Sag Harbor is without a doubt the go-to place for live music in the Hamptons, and September is set to turn Sag Harbor into a kind of “Nashville on the Noyac,” if you’ll forgive the slight geographical inaccuracy. Already, there’s the Thursday Night Jazz Jam, packing people in at Bay Burger every Thursday from 7 to 9 p.m. Then there are the Main Street restaurants that regularly feature live music: Page 63, Phao, Muse, and even LT Burger. Classical recitals are frequent occurrences. And now, September brings Harborfest and the 2nd Annual Sag Harbor American Music Festival, which, along with other concurrent events, make for a greatly increased number of musical entertainments to choose from.
September 14 to 16, Harborfest, Sag Harbor’s annual street festival, will certainly bring more music to town, including local legend Nancy Atlas and her band the Journeymen taking the stage at Bay Street Theatre on Saturday, September 15 starting at 8 p.m. Atlas’s bluesy voice has been entertaining East Enders for quite a while now, and she has traveled far afield as well, opening for the likes of Elvis Costello and Crosby, Stills and Nash. For tickets visit firstname.lastname@example.org. Atlas’ music is “party hearty” stuff, and Bay Street’s got a serviceable bar in the lobby, so this should be a good time. Tickets are $15.
Classical music lovers will get a real treat on Saturday, September 22 when the Linden String Quartet appears at the Sag Harbor Cinema. Recent winners of awards from the Concert Artists Guild and of the Barnett Fellowship, the Linden Quartet is in residence at Yale University. Their Sag Harbor program will include Beethoven’s String Quartet No. 4, Dvorak’s “American” String Quartet, and music by William Bolcom and John Corigliano. The concert starts at 2 p.m. Tickets are $15.
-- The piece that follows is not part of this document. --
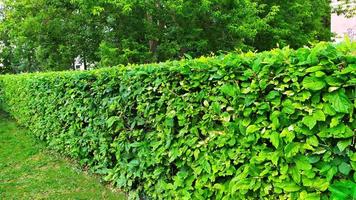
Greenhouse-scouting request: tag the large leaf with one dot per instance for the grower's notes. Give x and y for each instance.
(314, 83)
On the last weekend of September, Sag Harbor will be bursting with live music as the 2nd Annual Sag Harbor American Music Festival takes over for two days, September 28 – 29. The biggest thrill this second year is the kick-off concert, on Friday, September 28, at Old Whalers’ Church, featuring legendary bluesman John Hammond Jr.. A blues musician in the classic mold, Hammond performs with just a guitar and a harmonica, plus his powerful voice, giving energy and life to the most American of musical styles. Likened to a “white Robert Johnson,” Hammond (who is the son of legendary A & R man John Hammond, the man who discovered not only Billie Holiday but also Bob Dylan, Sonny Terry and Stevie Ray Vaughn) has been a national act since 1962, known for his electrifying performing style and as a committed conservator of traditional blues. His show at Old Whalers’ starts at 8 p.m., and the doors open at 7 p.m.. Tickets are $20 at SagHarborMusic.org.
Like a lot of small towns, Sag Harbor doesn’t have its own, dedicated concert hall. This is where churches come in. The Sag Harbor American Music Festival this year has recognized the wisdom of putting a roof over the performers (after last year’s rain threatened to wipe out the festivities) and has moved some events into Old Whalers’. Another church that has long recognized Sag Harbor’s need for a musical venue is the more intimate Christ Episcopal Church, on the corner of East Union and Rt. 114. For many years, this church has run the Sunday Series, a variety of concerts in their beautiful, acoustically pleasing sanctuary. Indeed, the late, great Hal McKusick considered Christ Episcopal Church his favorite place to play in Sag Harbor.
On Sunday, September 30, Christ Episcopal Church will feature the return of Edna’s Kin, a family band that plays roots music, country, country gospel and blues. Local composer and performer Dan Koontz, who is the director of music at Christ Church, formed Edna’s Kin with his father and brother, and together they have been performing locally and across the tri-state area. Their appearances at Christ Church are always a rousing, toe-tapping good time. The show starts at 2 p.m., and tickets are $20 at the door.